Comme le papier sur lequel est écrit une lettre, chaque étape nous concentre sur le fil. De son état brut, à sa fabrication et son enroulement jusqu’à son entremêlement, le fil est essentiel dans la métamorphose de la matière. Toutes les étapes de transformation requièrent à la fois du temps, de la place ainsi que des outils et savoir-faire différents.

La laine est une fibre creuse.
Avant d’être filées, les toisons sont préalablement cardées et peignées. À la main ou avec une cardeuse à rouleaux, c’est le brossage qui permet d’écarter les fibres emmêlées pour les ranger grossièrement dans le même sens et sans impureté.
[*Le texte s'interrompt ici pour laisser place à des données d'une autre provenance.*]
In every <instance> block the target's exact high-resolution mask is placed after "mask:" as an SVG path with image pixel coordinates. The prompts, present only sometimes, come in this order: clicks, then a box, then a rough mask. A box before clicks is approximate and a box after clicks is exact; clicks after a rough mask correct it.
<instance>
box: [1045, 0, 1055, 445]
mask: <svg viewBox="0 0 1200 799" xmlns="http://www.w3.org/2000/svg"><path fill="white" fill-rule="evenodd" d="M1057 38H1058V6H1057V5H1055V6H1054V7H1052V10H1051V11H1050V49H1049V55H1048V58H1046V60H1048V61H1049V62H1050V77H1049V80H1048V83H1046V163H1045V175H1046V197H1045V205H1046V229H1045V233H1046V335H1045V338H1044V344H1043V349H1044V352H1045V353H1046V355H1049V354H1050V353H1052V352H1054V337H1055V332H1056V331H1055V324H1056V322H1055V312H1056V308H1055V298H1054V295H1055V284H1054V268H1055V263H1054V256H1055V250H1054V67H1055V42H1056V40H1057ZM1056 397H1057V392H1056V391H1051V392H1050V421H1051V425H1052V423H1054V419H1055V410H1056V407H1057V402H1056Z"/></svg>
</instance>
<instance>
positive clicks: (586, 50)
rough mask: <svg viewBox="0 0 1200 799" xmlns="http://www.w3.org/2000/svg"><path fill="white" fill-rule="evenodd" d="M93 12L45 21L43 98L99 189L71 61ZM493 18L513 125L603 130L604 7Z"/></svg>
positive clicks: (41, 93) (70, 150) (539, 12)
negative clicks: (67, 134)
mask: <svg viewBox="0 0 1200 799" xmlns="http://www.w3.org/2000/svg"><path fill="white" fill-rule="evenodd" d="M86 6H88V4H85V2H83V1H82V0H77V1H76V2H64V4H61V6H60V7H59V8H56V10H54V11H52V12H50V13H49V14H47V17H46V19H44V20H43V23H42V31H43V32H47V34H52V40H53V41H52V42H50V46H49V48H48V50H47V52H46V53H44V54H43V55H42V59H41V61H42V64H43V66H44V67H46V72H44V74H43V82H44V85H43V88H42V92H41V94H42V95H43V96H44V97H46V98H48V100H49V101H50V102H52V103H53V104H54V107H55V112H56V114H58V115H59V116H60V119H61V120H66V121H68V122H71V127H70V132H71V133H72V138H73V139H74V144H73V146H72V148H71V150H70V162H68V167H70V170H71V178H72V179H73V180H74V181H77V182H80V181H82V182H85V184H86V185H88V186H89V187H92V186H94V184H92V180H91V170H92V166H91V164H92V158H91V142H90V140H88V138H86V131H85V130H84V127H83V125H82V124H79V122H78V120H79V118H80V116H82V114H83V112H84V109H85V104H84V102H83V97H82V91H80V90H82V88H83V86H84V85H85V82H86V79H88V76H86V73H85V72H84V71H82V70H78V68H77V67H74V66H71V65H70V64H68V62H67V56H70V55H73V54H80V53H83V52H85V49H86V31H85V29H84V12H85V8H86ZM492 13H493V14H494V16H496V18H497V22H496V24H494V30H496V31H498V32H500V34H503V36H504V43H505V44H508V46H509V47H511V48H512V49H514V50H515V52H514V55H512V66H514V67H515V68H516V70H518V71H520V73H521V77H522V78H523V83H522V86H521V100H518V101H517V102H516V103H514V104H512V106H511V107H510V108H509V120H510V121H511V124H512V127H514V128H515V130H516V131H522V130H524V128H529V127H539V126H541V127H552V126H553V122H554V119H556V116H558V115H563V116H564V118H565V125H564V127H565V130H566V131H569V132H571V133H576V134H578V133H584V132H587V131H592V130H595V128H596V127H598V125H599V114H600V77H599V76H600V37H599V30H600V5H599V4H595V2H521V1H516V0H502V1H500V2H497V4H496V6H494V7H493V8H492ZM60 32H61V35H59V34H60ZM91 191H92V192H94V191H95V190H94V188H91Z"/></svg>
Il me raconte qu’en raison de conditions climatiques rigoureuses, la chèvre pashmina sécrète un sous-poil abondant pour se protéger du froid. Christian Carlier honore l’animal, le cachemire, grâce à ses mains. Il associe notamment sa minutie auprès de l’alpaga, du yak, de la laine mérinos ou même de fibres végétales comme l’ortie.



C’est le geste de la main qui détermine l’épaisseur du fil.

Il commence alors le mouvement qu’il apprit seul et j’observe sagement le rouet fonctionner. De par un regard méticuleux, la roue entraîne la poulie, solidaire à l’épinglier. La bobine quant à elle, est libre, mais se freine de par la traction exercée avec la différence de vitesse. Il faut en effet, que la bobine et l’épinglier tournent à une vitesse légèrement différente, imperceptible à l’œil nu, pour qu’il y ait un enroulement du fil sur la bobine. C’est le filage au rouet à tension à l’Écossaise

Avec trois rouets différents, il utilise également le rouet à double entraînement. Christian Carlier me partage aussi le filage au rouet à tension à l’Irlandaise, où c’est la bobine qui est entraînée par la roue et l’épinglier, qui lui, est freiné.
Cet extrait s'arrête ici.